Lijst van ingekomen stukken, met de door de voorzitter terzake gedane voorstellen:

1. vijf brieven van de voorzitter van de Eerste Kamer der Staten-Generaal, met de mededeling, dat zij in haar vergadering van 16 maart 1999 de haar door de Tweede Kamer toegezonden voorstellen van wet, gedrukt onder de nummers 25325, 25324, 25879, 26200-X en 26349, heeft aangenomen.

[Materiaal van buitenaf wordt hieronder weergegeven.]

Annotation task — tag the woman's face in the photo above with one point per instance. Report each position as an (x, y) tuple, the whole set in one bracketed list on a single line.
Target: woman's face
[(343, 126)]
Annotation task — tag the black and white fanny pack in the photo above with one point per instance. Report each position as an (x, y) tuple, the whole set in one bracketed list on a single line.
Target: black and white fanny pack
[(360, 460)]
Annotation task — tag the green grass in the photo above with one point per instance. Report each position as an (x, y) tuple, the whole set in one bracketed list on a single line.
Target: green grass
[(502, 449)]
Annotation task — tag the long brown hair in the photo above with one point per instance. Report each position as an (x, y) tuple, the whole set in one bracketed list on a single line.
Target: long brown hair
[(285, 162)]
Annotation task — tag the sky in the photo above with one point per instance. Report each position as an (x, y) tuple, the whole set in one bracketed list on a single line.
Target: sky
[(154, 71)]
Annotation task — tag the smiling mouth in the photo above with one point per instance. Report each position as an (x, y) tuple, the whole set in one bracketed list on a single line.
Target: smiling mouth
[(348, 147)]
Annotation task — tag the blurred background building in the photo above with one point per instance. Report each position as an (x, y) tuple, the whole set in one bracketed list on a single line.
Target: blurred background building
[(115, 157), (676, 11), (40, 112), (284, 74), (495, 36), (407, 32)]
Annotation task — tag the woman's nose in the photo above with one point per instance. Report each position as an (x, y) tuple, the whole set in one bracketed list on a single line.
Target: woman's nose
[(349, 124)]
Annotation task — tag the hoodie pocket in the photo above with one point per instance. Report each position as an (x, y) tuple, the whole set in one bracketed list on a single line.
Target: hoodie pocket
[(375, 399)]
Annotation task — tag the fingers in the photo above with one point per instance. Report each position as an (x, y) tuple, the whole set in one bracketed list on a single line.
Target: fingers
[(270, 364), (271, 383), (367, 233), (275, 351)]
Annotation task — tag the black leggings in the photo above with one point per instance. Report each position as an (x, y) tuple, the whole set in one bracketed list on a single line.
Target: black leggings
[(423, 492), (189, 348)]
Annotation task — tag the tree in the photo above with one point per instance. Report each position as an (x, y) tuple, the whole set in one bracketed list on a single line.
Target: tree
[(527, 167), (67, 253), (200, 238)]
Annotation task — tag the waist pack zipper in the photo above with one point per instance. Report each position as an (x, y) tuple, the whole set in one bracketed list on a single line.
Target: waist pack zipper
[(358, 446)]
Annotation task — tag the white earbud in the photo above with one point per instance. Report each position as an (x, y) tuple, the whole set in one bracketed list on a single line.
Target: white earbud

De voorzitter stelt voor, deze brieven voor kennisgeving aan te nemen;

2. de volgende brieven:

twee, van de minister van Buitenlandse Zaken, te weten:

  • een, ten geleide van het verslag van de Algemene Raad d.d. 22 februari 1999 (21501-02, nr. 283);

  • een, ten geleide van de agenda van het formele Gymnich overleg te Rheinhartshausen dat op 13 en 14 maart 1999 zal plaatsvinden (21501-02, nr. 284);

drie, van de staatssecretaris van Buitenlandse Zaken, te weten:

  • een, ten geleide van tien fiches die werden opgesteld door de Werkgroep Beoordeling Nieuwe Commissievoorstellen (BNC) (22112, nr. 111);

  • een, ten geleide van het verslag van de Interne Marktraad gehouden op 25 februari 1999 (21501-01, nr. 123);

  • een, ten geleide van vijf fiches die werden opgesteld door de Werkgroep Beoordeling Nieuw Commissievoorstellen (BNC) (22112, nr. 110);

een, van de minister en de staatssecretaris van Justitie, ten geleide van het advies van de Raad van State inzake de vraag of voor de instelling van de Raad voor de rechtspraak voorafgaande grondwetswijziging is vereist (26352, nr. 4);

een, van de staatssecretaris van Justitie, over de stand van zaken binnen het asielbeleid op dit moment (19637, nr. 419);

een, van de minister van Sociale Zaken en Werkgelegenheid, over de vraag of allochtone jongeren kunnen deelnemen aan Europese onderwijsprogramma's (21501-18, nr. 96);

een, van de Nationale ombudsman, ten geleide van het Jaarverslag 1998 (26445).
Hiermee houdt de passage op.